Una cierta noche de Abril, cálida y serena, dos mujeres que caminaban tomadas del brazo, como lo hacen las viejas amigas, paseaban alrededor de la fuente intercambiando sus pareceres. Me acerqué sin reparos, pensando que en cada alma solitaria siempre hay un tumulto de necesidades afectivas que pujan por estrechar vínculos, y expresé en voz alta mi admiración por la obra, como si fuera que la estaba viendo por vez primera y supiera algo de arte: ¡Qué belleza! ¡Cuánta armonía en la estética!
Ambas me miraron y se miraron y siguieron su marcha despreocupadamente. Yo me quedé parado boquiabierto dando la sensación de ser extraño al paisaje. En una nueva ronda, al pasar las mujeres y verme así, atónito, se acercaron y me abordaron con fastidio:
–Usted siempre viene por aquí -me dijo una- ya debe conocer de memoria cada detalle de la estatua.

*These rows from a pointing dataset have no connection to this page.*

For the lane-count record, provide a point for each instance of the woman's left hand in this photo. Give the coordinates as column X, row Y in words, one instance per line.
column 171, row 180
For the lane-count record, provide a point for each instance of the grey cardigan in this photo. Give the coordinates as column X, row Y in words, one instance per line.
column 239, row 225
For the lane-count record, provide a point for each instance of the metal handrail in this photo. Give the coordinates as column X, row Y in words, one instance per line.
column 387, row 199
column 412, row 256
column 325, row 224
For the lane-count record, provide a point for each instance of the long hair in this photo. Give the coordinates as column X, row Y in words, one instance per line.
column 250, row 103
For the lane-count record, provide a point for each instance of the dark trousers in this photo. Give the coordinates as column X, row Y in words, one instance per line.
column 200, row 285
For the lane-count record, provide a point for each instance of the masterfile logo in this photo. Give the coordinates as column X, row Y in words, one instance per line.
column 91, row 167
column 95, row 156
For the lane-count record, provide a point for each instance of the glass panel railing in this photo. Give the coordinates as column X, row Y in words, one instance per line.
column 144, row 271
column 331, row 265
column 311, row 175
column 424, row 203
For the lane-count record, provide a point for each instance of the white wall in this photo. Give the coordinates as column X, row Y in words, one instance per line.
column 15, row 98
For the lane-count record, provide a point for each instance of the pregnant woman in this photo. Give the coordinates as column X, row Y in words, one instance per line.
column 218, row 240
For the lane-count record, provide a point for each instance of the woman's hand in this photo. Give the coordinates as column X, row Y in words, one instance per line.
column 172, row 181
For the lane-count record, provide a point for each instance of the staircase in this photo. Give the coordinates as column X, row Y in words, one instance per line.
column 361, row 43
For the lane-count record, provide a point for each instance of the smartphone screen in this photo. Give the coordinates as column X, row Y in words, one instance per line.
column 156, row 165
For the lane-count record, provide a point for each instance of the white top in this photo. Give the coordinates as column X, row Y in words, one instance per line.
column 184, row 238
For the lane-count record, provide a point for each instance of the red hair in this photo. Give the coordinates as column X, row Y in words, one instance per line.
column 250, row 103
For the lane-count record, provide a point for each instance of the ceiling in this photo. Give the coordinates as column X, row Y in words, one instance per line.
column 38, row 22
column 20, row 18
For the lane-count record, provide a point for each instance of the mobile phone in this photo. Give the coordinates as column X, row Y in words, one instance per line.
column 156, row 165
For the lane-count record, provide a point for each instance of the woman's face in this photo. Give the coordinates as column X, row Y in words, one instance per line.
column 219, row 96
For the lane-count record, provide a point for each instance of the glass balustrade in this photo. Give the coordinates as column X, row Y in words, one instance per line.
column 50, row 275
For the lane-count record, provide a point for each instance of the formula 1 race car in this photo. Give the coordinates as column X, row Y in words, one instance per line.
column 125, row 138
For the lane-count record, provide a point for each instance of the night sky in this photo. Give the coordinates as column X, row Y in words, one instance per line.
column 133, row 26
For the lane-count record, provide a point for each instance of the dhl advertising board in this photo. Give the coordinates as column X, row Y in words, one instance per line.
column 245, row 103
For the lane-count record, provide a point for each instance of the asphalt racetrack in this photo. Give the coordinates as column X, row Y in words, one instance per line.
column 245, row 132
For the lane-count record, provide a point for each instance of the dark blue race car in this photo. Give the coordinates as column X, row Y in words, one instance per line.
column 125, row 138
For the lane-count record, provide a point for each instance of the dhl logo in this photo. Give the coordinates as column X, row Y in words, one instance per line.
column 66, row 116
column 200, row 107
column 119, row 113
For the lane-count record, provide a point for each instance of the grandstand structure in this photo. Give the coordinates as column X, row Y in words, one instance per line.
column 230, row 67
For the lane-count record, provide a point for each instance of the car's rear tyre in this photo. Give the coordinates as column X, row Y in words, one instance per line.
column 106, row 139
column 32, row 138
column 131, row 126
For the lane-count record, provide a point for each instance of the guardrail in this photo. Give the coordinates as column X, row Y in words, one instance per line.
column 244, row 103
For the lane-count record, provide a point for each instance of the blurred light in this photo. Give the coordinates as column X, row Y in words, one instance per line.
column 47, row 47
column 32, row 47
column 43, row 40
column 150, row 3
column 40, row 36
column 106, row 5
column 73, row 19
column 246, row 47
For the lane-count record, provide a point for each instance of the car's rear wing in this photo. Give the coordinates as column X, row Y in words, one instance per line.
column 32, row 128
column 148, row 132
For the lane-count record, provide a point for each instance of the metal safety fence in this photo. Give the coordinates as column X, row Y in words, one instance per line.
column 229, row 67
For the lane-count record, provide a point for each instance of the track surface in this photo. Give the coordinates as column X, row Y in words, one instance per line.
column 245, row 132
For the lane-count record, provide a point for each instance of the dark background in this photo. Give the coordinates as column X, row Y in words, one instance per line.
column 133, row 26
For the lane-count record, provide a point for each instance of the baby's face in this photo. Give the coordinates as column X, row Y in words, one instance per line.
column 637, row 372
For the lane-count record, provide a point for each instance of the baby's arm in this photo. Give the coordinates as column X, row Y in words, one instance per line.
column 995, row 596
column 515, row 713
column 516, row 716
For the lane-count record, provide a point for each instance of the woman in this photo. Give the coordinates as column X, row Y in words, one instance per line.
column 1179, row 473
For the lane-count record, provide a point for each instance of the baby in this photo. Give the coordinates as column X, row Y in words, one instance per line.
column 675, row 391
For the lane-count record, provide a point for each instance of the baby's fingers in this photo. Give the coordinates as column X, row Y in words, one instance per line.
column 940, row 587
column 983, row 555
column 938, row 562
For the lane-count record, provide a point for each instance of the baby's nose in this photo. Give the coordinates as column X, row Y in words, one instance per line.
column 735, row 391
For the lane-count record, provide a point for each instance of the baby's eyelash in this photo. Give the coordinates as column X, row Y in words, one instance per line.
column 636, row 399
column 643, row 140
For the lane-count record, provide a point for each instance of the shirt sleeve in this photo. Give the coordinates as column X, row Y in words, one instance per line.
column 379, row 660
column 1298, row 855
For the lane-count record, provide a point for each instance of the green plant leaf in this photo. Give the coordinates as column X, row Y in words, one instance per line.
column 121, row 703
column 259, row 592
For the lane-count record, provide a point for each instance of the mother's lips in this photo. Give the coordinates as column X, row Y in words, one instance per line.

–Perdón -le dije poniendo voz de hombre culto-, yo soy nuevo en esta ciudad, es la primera vez que veo esta magnífica obra.
–Mire -dijo la otra- lo vimos cientos de veces; este es nuestro parque. Aquí vivimos desde hace años y ambas conocemos cada uno de los rostros que se muestran asombrados, y el suyo es harto conocido.
–Discúlpeme Ud. -le dije cuadrándome como un caballero-, ¿cual es vuestro nombre?
–Yo me llamo Lola, dijo una. Y yo Alfonsina, dijo la otra, y desaparecieron.
Hace tiempo que no vuelvo a la Costanera. El médico me dijo que baje la dosis de soledad y me busque una amiga de carne y hueso.